Es sábado. Tal vez no. Y resulta que
me he extraviado. En algún vértice de segundos y rincones azules, de espasmos
musculares y anillos de ultramar. Entre el jueves, la autopista hacia el norte
y las equívocas instituciones de los relojes, la métrica de los símbolos, las riberas
de la infancia y las máquinas de cal. Alguna vez, las orillas repletas de
balbuceos aterciopelados y los dedos sangrando como amantes, bestias resplandecientes
y campos de amapolas incendiadas, certeros disparos de placer en el fondo de la
carne, sopa humeante, sólo huesos recostándose en mis huesos como un cuerpo atravesado
sin fronteras. Sábado. Probablemente. O domingo transitado por chaparrones que
marean y arcos de tabaco, puentes que establecen una construcción de contacto,
una insinuación de vasta arquitectura entre el vacío y la piel, anestesia y
hambre, por momentos satisfecho, y otras veces, como vidrio creciendo en la
retina de la boca, en el labio húmedo de los ojos que se acechan vaciándose el oxígeno,
en secreta simetría.

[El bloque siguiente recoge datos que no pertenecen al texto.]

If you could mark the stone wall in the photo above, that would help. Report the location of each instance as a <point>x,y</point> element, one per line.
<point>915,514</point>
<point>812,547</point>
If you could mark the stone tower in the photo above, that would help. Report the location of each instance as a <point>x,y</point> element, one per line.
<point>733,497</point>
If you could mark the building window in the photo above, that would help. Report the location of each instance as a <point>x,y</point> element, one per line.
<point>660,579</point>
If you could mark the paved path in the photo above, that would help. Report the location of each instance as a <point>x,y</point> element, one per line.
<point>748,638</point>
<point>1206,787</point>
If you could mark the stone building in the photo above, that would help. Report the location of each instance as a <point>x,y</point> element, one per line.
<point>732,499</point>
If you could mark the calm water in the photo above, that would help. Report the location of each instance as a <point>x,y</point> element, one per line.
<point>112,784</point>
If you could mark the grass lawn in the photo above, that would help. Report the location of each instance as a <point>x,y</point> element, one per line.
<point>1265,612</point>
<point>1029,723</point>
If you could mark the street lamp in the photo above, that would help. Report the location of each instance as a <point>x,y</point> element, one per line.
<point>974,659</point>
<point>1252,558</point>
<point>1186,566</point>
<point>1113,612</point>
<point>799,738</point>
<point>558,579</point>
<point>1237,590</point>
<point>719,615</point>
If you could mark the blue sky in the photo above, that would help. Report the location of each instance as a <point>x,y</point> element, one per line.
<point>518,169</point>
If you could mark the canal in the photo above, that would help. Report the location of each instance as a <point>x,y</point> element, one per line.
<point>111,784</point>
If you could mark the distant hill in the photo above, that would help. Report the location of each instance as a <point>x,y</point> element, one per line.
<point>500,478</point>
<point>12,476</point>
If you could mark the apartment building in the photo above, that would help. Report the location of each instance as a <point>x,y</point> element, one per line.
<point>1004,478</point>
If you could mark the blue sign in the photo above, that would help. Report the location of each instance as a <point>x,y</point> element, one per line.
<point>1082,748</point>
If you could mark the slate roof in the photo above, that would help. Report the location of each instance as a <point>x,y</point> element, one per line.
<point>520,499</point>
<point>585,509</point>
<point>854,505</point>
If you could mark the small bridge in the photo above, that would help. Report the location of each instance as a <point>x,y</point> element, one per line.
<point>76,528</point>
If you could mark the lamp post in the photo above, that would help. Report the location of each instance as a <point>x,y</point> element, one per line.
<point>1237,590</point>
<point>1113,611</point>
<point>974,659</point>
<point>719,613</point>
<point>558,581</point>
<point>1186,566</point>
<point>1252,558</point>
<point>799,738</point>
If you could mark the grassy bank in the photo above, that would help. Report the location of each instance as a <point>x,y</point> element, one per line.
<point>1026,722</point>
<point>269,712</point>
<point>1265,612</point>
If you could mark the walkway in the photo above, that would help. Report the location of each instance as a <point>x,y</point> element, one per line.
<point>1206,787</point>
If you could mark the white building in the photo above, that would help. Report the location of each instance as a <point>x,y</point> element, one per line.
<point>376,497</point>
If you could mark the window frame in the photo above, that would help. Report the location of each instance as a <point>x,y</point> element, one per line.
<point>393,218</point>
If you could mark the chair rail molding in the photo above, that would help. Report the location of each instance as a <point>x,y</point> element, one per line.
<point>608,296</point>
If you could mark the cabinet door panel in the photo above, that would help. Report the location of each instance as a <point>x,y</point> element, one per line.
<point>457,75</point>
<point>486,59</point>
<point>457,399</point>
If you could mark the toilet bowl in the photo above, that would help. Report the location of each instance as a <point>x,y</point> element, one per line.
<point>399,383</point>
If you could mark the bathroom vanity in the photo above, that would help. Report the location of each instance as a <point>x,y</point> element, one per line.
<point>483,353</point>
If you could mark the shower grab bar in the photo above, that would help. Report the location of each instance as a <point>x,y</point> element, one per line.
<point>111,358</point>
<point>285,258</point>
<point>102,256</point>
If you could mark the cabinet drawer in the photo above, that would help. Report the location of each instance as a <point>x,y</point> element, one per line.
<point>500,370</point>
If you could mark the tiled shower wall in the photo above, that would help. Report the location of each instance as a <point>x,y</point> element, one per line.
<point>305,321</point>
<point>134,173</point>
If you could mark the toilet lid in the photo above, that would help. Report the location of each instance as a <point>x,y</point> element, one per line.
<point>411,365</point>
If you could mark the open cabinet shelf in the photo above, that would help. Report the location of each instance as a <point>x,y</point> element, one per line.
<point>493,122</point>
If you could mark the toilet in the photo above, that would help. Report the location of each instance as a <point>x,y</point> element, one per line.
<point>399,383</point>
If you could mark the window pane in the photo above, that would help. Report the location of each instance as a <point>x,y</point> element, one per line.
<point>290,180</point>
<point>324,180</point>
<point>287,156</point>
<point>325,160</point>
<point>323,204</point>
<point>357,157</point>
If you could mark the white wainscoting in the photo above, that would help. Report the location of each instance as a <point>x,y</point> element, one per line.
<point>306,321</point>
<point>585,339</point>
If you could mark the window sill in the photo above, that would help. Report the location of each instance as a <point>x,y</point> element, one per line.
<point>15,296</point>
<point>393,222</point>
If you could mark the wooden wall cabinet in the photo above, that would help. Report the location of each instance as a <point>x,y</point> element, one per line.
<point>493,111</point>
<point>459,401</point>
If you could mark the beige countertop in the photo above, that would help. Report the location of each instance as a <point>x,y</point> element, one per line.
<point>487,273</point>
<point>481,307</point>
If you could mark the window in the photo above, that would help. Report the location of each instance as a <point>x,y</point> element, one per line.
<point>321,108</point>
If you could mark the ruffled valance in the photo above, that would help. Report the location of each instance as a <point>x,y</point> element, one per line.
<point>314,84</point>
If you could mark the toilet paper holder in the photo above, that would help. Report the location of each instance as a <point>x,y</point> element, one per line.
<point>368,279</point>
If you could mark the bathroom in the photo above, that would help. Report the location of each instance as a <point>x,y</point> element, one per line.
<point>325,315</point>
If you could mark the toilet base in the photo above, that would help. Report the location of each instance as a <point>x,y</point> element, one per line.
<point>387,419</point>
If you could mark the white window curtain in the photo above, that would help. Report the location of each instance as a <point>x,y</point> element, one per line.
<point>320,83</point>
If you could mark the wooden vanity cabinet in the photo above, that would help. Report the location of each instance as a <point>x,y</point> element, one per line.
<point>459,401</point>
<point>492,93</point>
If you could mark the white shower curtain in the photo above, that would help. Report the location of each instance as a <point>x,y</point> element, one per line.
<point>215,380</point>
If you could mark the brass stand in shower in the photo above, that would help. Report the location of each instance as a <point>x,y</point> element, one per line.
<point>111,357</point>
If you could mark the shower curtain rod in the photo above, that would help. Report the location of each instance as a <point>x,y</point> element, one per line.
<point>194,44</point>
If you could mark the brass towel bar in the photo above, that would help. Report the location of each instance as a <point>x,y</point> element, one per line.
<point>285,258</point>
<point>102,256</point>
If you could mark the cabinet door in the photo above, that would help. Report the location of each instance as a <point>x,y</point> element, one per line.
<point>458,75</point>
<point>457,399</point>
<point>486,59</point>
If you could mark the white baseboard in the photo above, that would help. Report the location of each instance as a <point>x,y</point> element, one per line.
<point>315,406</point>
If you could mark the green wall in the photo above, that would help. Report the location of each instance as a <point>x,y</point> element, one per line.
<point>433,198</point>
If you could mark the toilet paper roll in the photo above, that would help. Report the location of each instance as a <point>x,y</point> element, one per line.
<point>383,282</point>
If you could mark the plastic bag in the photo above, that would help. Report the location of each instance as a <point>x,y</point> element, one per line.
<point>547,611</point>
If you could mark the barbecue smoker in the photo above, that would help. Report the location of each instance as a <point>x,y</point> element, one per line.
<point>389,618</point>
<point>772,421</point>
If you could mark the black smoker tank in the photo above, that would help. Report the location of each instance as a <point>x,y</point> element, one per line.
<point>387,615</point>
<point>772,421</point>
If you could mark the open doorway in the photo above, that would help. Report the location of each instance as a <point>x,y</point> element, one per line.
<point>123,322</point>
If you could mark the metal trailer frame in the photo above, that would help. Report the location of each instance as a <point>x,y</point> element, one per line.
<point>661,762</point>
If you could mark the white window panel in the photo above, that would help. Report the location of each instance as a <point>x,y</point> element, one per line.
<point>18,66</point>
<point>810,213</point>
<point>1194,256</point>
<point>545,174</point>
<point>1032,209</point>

Y quiero respirar, torcer el cauce de las luces y el
cemento, para luego verlos desbordar, llenarme el estómago de minutos como el
sol y de veredas sin contexto. Sábado. Es así. Seguramente. Me he perdido. En
un hueco oculto de la madrugada, detrás de toda cifra y algoritmo, sin ánimo de
atestiguar contra palabras un escenario pretendido, y digo
sábado de nuevo, martes, viernes, surco abierto y alas como párpados que
tiemblan, fruta dulce madurando bajo sombras peculiares, tensión líquida de
goces silenciosos. Repito. Sábado. O todas las sonrisas que le siguen.